Birincisi, ben daha hiçbir politikacıdan kültür sanat politikası hakkında bir şey duymadım. İkincisi ise şiddet politikalarının değişmesi ve bunlarla ilgili herhangi bir değişiklik talebinde bulunan bir politikacı göremedim. Şu anda hiçbiri beni ilgilendiren konulardan bahsetmiyor. Ben giden ya da kalanın hiçbir şeyi değiştirmeyeceğini düşünüyorum. En azından bu adaylardan bir tanesi ceza evinden çıkmadığı sürece de eşit platformda yer alacaklarını düşünmüyorum. Dolayısıyla eşit bir seçime girilmeyecek. Umudu toplumsal uzlaşmada buluyorum ve bunu yapacak bir politikacı görmüyorum. Uzlaşmanın temelden kişisel talepler ve birey örgütlenmeleri ile olacağını düşünüyorum. Fakat birey örgütlenmelerinin başındaki insanlardan da memnun değilim. Cumhuriyet çocuğu olarak ve Cumhuriyet çocuğunun çocuğu ve torunu olarak yine de umudum var. Umudum var çünkü, gençler hayatı farklı yaşıyorlar. Bu yasaklar bitecek, korkular azalacak.
***
‘Biz sağ kalabilenlerin çocuklarıyız’
»Neden bir ırkçılık hikâyesi ve Ruki?
Ruki birkaç katmandan oluşuyor. Öncelikle neden Ruki’yi oynadığımı anlatayım. 2016 yılında Ocak ayında babamı kaybettim. 2016 yılının Kasım ayının sonunda da kan kardeşim Erdal Tosun’u kaybettim. 2017’nin şubatından itibaren bir şeyler yapmak istedim ve bu oyunu yapmaya karar verdim. 10 Mayıs 2017’de yani geçen sene kızımın doğum gününde bu oyunu sahneledim. Oyunu sahneye koyma nedenim şuydu; Hakan Günday’ın ‘Daha’ romanında ve filminde dikkatinizi çekmiştir belki bir cümle vardır, “Biz sağ kalabilenlerin çocuklarıyız”diye.

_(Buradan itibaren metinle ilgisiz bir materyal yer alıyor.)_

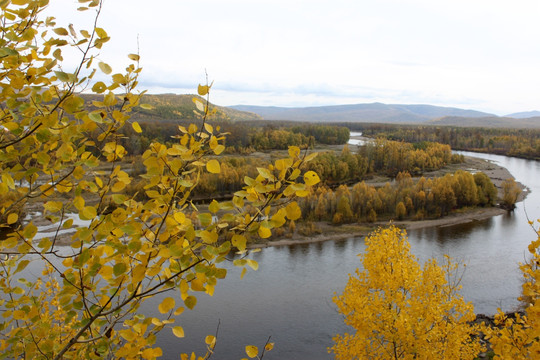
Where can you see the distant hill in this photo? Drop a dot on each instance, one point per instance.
(375, 112)
(488, 121)
(524, 114)
(178, 107)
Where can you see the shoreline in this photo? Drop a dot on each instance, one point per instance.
(496, 173)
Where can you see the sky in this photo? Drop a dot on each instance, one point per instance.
(473, 54)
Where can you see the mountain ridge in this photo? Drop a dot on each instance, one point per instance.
(369, 112)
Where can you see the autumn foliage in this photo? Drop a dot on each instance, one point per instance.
(64, 157)
(399, 310)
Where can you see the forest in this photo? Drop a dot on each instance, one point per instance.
(524, 143)
(114, 227)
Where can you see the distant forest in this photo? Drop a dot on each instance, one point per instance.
(243, 137)
(523, 143)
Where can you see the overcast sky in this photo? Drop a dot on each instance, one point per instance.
(476, 54)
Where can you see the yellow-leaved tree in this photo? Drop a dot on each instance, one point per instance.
(399, 310)
(519, 338)
(62, 156)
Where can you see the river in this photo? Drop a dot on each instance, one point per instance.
(290, 297)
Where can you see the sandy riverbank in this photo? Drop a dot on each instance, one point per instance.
(496, 173)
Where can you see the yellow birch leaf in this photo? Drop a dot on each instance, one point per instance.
(166, 305)
(311, 178)
(190, 302)
(252, 351)
(135, 125)
(88, 213)
(12, 218)
(264, 232)
(293, 211)
(105, 67)
(178, 331)
(213, 166)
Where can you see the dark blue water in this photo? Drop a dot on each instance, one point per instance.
(290, 297)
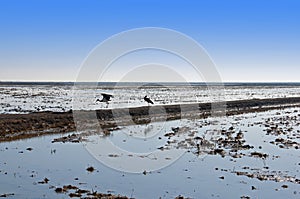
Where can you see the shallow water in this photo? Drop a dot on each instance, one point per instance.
(192, 175)
(34, 98)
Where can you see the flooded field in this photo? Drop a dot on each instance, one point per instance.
(254, 155)
(20, 98)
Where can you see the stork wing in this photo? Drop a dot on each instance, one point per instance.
(105, 95)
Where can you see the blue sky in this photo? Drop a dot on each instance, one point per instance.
(248, 40)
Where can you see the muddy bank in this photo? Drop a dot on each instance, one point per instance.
(20, 126)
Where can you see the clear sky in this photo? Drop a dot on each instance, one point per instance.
(250, 40)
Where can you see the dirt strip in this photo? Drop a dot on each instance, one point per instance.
(21, 126)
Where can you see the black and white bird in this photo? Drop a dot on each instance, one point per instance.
(148, 100)
(105, 98)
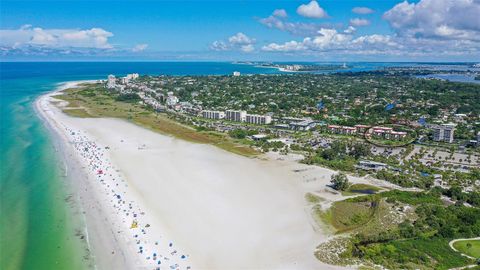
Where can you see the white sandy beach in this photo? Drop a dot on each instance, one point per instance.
(196, 206)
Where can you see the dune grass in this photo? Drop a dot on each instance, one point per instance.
(93, 100)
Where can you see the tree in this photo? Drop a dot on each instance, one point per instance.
(339, 181)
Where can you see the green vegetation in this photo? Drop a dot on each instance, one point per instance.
(94, 101)
(340, 181)
(360, 189)
(404, 230)
(341, 155)
(468, 247)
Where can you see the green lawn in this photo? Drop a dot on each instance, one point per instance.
(469, 247)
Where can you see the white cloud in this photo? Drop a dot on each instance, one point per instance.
(362, 10)
(296, 28)
(218, 45)
(281, 13)
(56, 38)
(359, 22)
(350, 30)
(247, 48)
(140, 47)
(239, 41)
(311, 10)
(436, 19)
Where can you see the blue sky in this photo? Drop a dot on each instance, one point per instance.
(343, 30)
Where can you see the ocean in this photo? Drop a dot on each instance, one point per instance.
(37, 220)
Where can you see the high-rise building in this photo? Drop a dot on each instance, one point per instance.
(213, 114)
(111, 81)
(443, 133)
(238, 116)
(258, 119)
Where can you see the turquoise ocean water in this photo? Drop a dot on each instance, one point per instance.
(37, 227)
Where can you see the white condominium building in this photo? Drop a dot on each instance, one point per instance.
(111, 81)
(258, 119)
(443, 133)
(213, 114)
(133, 76)
(238, 116)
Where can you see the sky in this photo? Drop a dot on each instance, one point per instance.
(240, 30)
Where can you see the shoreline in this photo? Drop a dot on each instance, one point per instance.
(285, 180)
(78, 184)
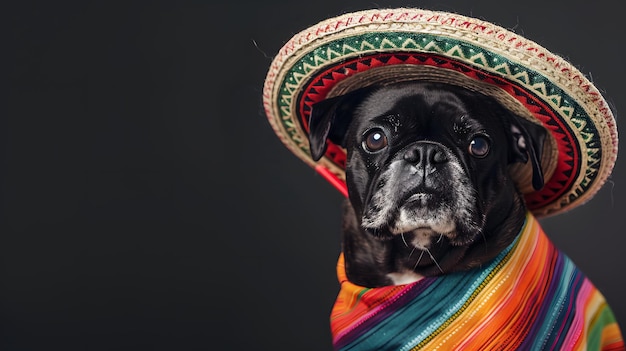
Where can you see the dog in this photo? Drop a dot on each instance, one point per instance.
(429, 190)
(430, 194)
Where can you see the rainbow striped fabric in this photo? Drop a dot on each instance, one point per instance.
(530, 297)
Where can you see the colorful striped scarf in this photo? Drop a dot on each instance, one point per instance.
(530, 297)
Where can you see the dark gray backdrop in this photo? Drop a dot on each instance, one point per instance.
(147, 205)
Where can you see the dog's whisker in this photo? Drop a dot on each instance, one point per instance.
(418, 259)
(434, 260)
(404, 240)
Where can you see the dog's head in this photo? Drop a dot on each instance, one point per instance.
(428, 161)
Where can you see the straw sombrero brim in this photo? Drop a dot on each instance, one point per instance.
(380, 46)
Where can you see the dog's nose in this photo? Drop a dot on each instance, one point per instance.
(427, 153)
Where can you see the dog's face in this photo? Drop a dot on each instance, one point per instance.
(426, 169)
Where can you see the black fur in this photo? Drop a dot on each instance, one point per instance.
(424, 167)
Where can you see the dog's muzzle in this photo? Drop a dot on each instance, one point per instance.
(423, 188)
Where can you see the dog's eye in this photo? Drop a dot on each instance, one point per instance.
(374, 140)
(479, 146)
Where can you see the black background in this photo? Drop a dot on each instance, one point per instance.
(147, 204)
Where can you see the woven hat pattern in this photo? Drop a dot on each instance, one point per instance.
(315, 62)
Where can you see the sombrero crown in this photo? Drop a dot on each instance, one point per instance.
(381, 46)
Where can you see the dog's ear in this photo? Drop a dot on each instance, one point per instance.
(527, 144)
(330, 119)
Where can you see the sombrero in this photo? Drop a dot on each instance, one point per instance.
(381, 46)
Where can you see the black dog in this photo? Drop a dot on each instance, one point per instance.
(429, 189)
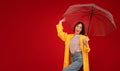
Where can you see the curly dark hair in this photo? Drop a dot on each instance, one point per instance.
(83, 28)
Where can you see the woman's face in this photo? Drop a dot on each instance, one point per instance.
(78, 29)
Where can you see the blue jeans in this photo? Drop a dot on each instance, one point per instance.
(76, 62)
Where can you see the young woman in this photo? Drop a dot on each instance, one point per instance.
(76, 47)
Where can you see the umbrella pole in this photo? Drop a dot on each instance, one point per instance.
(90, 20)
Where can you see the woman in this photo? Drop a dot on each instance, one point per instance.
(76, 47)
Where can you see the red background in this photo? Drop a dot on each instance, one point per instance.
(29, 42)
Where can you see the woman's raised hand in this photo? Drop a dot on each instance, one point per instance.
(62, 20)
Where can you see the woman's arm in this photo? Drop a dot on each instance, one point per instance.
(62, 35)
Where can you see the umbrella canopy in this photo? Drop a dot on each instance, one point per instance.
(97, 21)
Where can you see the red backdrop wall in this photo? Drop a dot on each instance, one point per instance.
(29, 42)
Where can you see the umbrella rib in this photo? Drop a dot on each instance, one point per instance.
(102, 22)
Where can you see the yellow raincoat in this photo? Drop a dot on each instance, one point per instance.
(66, 38)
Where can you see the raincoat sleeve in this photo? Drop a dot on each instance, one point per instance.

Erdal, hayatım boyunca benim bir işte çalışma kararı aldığım zaman ilk danıştığım arkadaşımdı. Çok bilgili bir aktördü.Sadece aktör de değildi, iyi bir gazeteciydi. Gazetecilik okumuştu. Çok iyi bir filozoftu. Sürekli okuyan biriydi. Babam da çok okurdu, devrimci bir askerdi. O yüzden hep doğu bölgesinde geçti çocukluğumuz. Babam boksör ve boks hakemiydi. Onunla Ruki’nin o gençliğindeki boks hayatını birleştirdim. Biz de küçükken boks yapıyorduk. Erdal’la da dostluk hikayesini birleştirdim. Fakat daha önemlisi Hakan Günday’ın “Biz sağ kalabilenlerin çocuklarız” cümlesiydi. Neleri feda ettik sağ kalabilmek için? Birileri öldü birileri sağ kaldı… Biz de işte o sağ kalanların çocuklarıyız. Bir şeylerden feragat ettikçe aslında hayat daha çekilmez bir hal alıyor. 1928’li yıllarda başlayan ve 1945’e kadar devam eden Alman faşizmi ve bu faşizm içinde bir çingene boksörün başına gelenlerden ziyade bizim nasıl seyirci kaldığımızla ilgili kısmı beni daha çok ilgilendiriyordu. Ve ben bu oyunu onun üzerine yaptım. Hans karakterinde buldum anlatmak istediğim şeyi. Hans karakteri çok önemli çünkü o biziz. Bu röportaj yayımlandığında Ruki bitmiş olacağı için bunları anlatıyorum. Türkiye’deki son oyunu bugün oynuyorum. Bundan sonra 15 gün boyunca İskoçya’da ingilizce oynayacağım. Oyun bundan sonra ingilizce olarak yoluna devam edecek. Türkiye’de hiç para kazanmadığı gibi, yapımcı da ben de üzerine para verdik. İskoçya’da Edinburg Tiyatro Festivali’nde oynamak için hiçbir sponsor bulamadığım için, diziden kazandığım paralarla karşılıyorum. Bunu gururla söylüyorum. Zaten ben bunun için varım. Tiyatro yapmak için varım.
»Asıl yapmak istediklerinizi diziden kazandığınız gelir ile bir şekilde hayata geçiriyorsunuz. Birbirlerinden çok da uzak işler değiller sonuçta.
Kesinlikle tiyatro, sinema ve dizi bunlar kardeş işler. Sadece disiplinleri farklı. Bu disiplinler arasındaki farkı bilerek ve yaptığımız işin farkında olarak ona göre tedbirler alıyoruz. Bunlar birbirlerinden besleniyorlar. Bazen ekonomik olarak bazen duygusal olarak. Dünyaya açılım olarak besleniyorlar. Mesela bu dizi ile Arjantin’den, Meksika’dan, Şili’den, Kolombiya’dan ve daha birçok ülkeden hayran kitlelerimiz oluştu. Meksika televizyonundan Mariana Castaneda geldi ve bizimle bir röportaj yaptı. Diziden dolayı tanıdıkları için Buenos Aires’teki tiyatro festivalinden davet aldım. Bunlar inanılmaz olaylar. Bazen neyin şansınız olacağını bilemeyiz. Biz sadece niyetimizi koruyabiliriz.